Vettriano acknowledged that the retrospective, which will run at the Kelvingrove Art Gallery and Museum in Glasgow from September 21 until February 23 next year, could provide more ammunition for his critics, who have in the past criticised his technique and subject matter.
He said: "I doubt many critics have ever been to an exhibition of mine, to tell you the truth and I think they will go to this, because it is national, and I think I will get a lot of flak.
"But what I hope happens is that we break all attendance records, and I don't see why we can't.
"People will come far and wide, because there won't be another chance for them, or for me."
Kelvingrove's record was set by the Glasgow Boys show in 2010, which attracted more than 120,000 visitors as well as wide critical acclaim.
Vettriano added: "I know for every critic out there, there are probably two million fans. So - should I care? I think the only difference with them is that they have a platform and the public don't."
The artist said Kelvingrove's art collection had long been an inspiration, along with Kirkcaldy Museum and Art Gallery.
"I would visit regularly and the curators must have thought: 'Who is that bampot', because I used to get really close to the paintings, to try and see how they do it," he said.
"I never made notes or anything, I just kept it all in my head. I was able to manage to remember those things OK, and see how [the artists] managed to get things done. But the whole grandeur of Kelvingrove used to make you feel so important and good. I am very fond of Kelvingrove."
Vettriano also revealed that he is seriously considering moving back to Scotland after putting his homes in London and the south coast of France up for sale.

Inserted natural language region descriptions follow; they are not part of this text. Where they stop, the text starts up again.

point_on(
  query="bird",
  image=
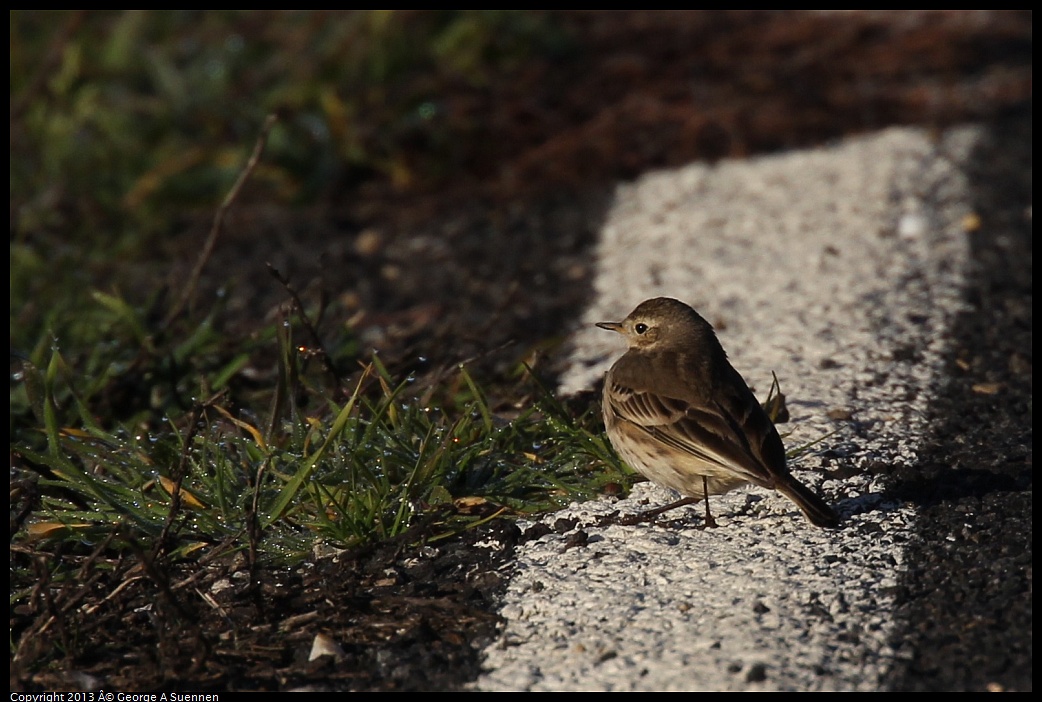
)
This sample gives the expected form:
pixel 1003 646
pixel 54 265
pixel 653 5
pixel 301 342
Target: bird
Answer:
pixel 678 412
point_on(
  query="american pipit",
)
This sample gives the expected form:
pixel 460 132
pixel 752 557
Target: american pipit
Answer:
pixel 679 414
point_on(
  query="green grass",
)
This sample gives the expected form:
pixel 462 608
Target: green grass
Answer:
pixel 316 469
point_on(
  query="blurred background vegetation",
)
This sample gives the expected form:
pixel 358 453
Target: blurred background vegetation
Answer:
pixel 425 195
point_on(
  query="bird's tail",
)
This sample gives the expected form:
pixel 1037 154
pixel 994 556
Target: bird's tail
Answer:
pixel 816 509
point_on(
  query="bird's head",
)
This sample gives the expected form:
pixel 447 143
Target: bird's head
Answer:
pixel 662 324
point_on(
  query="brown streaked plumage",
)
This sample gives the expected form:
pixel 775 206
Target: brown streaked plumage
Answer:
pixel 679 414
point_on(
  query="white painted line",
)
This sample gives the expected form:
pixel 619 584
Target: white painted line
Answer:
pixel 840 270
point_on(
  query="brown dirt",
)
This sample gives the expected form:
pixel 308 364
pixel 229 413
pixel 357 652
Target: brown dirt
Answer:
pixel 452 269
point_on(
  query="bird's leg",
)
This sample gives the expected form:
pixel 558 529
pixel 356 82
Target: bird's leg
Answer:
pixel 710 522
pixel 649 515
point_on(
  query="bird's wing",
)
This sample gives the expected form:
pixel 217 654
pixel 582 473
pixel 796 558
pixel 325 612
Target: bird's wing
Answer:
pixel 712 432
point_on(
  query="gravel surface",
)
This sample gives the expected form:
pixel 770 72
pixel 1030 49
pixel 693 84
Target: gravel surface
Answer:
pixel 843 270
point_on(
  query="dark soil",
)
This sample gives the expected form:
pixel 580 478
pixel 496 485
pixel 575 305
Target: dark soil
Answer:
pixel 490 265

The painter, from Methil in Fife, lived in Edinburgh during the 1990s but moved to London in 1998, living and working in a multi-million-pound apartment in Knightsbridge, while also owning a large apartment in Nice, overlooking the Baie des Anges, worth several million euros.
He has put both properties up for sale, and is unsure where he will buy a house next - it could be elsewhere in London, or Edinburgh, where he hopes to view some properties this week.
Vettriano said he was looking for a place with a sense of community and where he didn't have to "walk a mile to buy a nail."
However, Edinburgh inspires mixed emotions for the 61-year-old painter, who was self-taught and rejected by Edinburgh College of Art. His time living there coincided with a rise to fame and commercial success, but also some personal unhappiness.
"I loved Edinburgh. It is wonderful, but it has an underbelly... that I never quite managed to come to terms with," he says.
He adds: "Curiously enough, when I came to live in London, people would say, 'Oh, you're an artist, you want to live in a loft in Soho, or you want to be in Notting Hill.' But I said, 'No, I don't want to be anywhere near there. I want to live in a civilised area where there are no girls on the streets, or drugs being sold.' I had just had it."